Yet for all that talent, for all that capacity to go out and back oneself to out-play and out-score the opposition, there are days when a football team - even great football teams - have to be pragmatic. Last Friday Dr Crokes were that team.

Going back out for the second half against the 14 men of Slaughtnei­l it would have been easy, perhaps, for the Dr Crokes management to instruct their team to simply take the game to the opposition. It’s Croke Park, it’s a vast pitch. You’ve the pace of Gavin White and Johnny Buckley and Daithí Casey down the middle. You’ve Burns, Kiely and Tony Brosnan to spring from the bench when - as they surely would - Slaughtnei­l legs begin to tire. Go hard. Go for the jugular. Go for it.

But the Derry and Ulster champions weren’t there just to punch

their card at the start of the second half, mark time and go home a beaten docket because they were down to 14 players. And the Dr Crokes management and players would have known that. The numericall­y disadvanta­ged team don’t always lose, y’know.
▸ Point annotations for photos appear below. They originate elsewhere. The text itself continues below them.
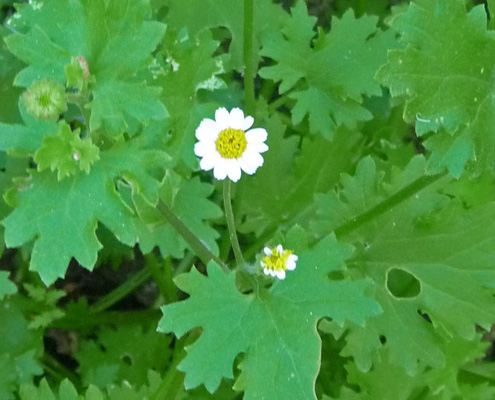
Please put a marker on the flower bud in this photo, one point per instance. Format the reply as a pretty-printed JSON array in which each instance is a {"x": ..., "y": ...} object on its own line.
[{"x": 46, "y": 100}]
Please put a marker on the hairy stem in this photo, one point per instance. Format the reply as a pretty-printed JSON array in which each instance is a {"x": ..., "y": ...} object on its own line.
[
  {"x": 229, "y": 214},
  {"x": 84, "y": 321},
  {"x": 162, "y": 276},
  {"x": 122, "y": 291},
  {"x": 387, "y": 204},
  {"x": 248, "y": 57},
  {"x": 192, "y": 240}
]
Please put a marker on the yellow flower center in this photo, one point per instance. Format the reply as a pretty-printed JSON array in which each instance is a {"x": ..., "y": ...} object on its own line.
[
  {"x": 277, "y": 261},
  {"x": 231, "y": 143}
]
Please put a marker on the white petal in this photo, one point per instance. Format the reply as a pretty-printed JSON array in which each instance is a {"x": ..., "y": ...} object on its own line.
[
  {"x": 209, "y": 161},
  {"x": 256, "y": 135},
  {"x": 207, "y": 130},
  {"x": 280, "y": 274},
  {"x": 252, "y": 158},
  {"x": 204, "y": 148},
  {"x": 220, "y": 170},
  {"x": 234, "y": 170},
  {"x": 236, "y": 118},
  {"x": 290, "y": 265},
  {"x": 248, "y": 123},
  {"x": 222, "y": 118}
]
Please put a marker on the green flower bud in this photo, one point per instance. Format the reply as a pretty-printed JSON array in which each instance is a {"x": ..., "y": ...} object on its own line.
[{"x": 45, "y": 99}]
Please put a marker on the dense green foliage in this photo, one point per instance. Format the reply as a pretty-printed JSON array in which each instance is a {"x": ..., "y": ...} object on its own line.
[{"x": 121, "y": 277}]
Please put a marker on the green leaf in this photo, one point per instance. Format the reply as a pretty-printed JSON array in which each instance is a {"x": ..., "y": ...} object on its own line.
[
  {"x": 445, "y": 76},
  {"x": 115, "y": 103},
  {"x": 282, "y": 191},
  {"x": 188, "y": 68},
  {"x": 337, "y": 69},
  {"x": 102, "y": 34},
  {"x": 67, "y": 153},
  {"x": 6, "y": 285},
  {"x": 61, "y": 216},
  {"x": 27, "y": 138},
  {"x": 280, "y": 321},
  {"x": 123, "y": 354},
  {"x": 189, "y": 200},
  {"x": 46, "y": 306},
  {"x": 443, "y": 249},
  {"x": 19, "y": 350},
  {"x": 202, "y": 14}
]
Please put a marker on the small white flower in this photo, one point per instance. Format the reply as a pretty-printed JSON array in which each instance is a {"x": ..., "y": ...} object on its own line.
[
  {"x": 227, "y": 145},
  {"x": 277, "y": 261}
]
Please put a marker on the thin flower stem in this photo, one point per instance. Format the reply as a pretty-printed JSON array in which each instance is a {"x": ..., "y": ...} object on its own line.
[
  {"x": 350, "y": 226},
  {"x": 162, "y": 277},
  {"x": 248, "y": 57},
  {"x": 122, "y": 291},
  {"x": 387, "y": 204},
  {"x": 192, "y": 240},
  {"x": 361, "y": 6},
  {"x": 83, "y": 321},
  {"x": 229, "y": 214}
]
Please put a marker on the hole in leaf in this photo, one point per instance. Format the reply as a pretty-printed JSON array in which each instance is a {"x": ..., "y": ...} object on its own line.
[
  {"x": 127, "y": 360},
  {"x": 336, "y": 275},
  {"x": 402, "y": 284}
]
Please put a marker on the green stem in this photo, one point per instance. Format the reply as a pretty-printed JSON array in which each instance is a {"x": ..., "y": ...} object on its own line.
[
  {"x": 185, "y": 264},
  {"x": 192, "y": 240},
  {"x": 387, "y": 204},
  {"x": 361, "y": 7},
  {"x": 248, "y": 57},
  {"x": 361, "y": 219},
  {"x": 122, "y": 291},
  {"x": 162, "y": 277},
  {"x": 229, "y": 214},
  {"x": 84, "y": 321},
  {"x": 172, "y": 382},
  {"x": 279, "y": 103}
]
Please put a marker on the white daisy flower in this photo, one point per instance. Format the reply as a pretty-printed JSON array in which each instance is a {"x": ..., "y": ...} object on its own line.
[
  {"x": 277, "y": 261},
  {"x": 227, "y": 145}
]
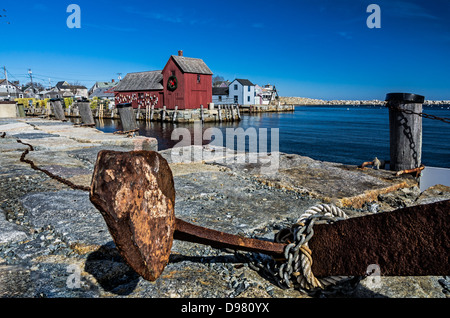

So Dr Crokes got pragmatic. Their manager Pat O’Shea is a basketball man as much as a football man and so Dr Crokes last Friday concocted the perfect mix of man-to-man and zone defence. Stay with your opponent but drop back also. Invite Slaughtnei­l close, but not too close, and hit them on the counter-attack but don’t over-commit bodies to it.

In the 39th minute Brian Looney stole inside the Slaughtnei­l defence and drew a foul. Casey converted. In the 46th minute Looney slipped a simple pass to Burns ahead of him and the substitute laser his shot over the bar. Five minutes later Kiely won a free similar to Looney’s earlier one and Colm Cooper obliged from the free kick.

In boxing parlance it was jabjab-and-retreat. Slaughtnei­l were cut above the eye, out on their feet but still in the fight and dangerous. They needed to land a sucker-punch. Dr Crokes didn’t need to engage. They needed to dance and move and that’s exactly what they did. They had the armoury to pound Slaughtnei­l but on a difficult evening weather-wise the chose to play the percentage­s. The chose to use the extra man and space to retain the ball, to recycle the ball, to make Slaughtnei­l chase and chase.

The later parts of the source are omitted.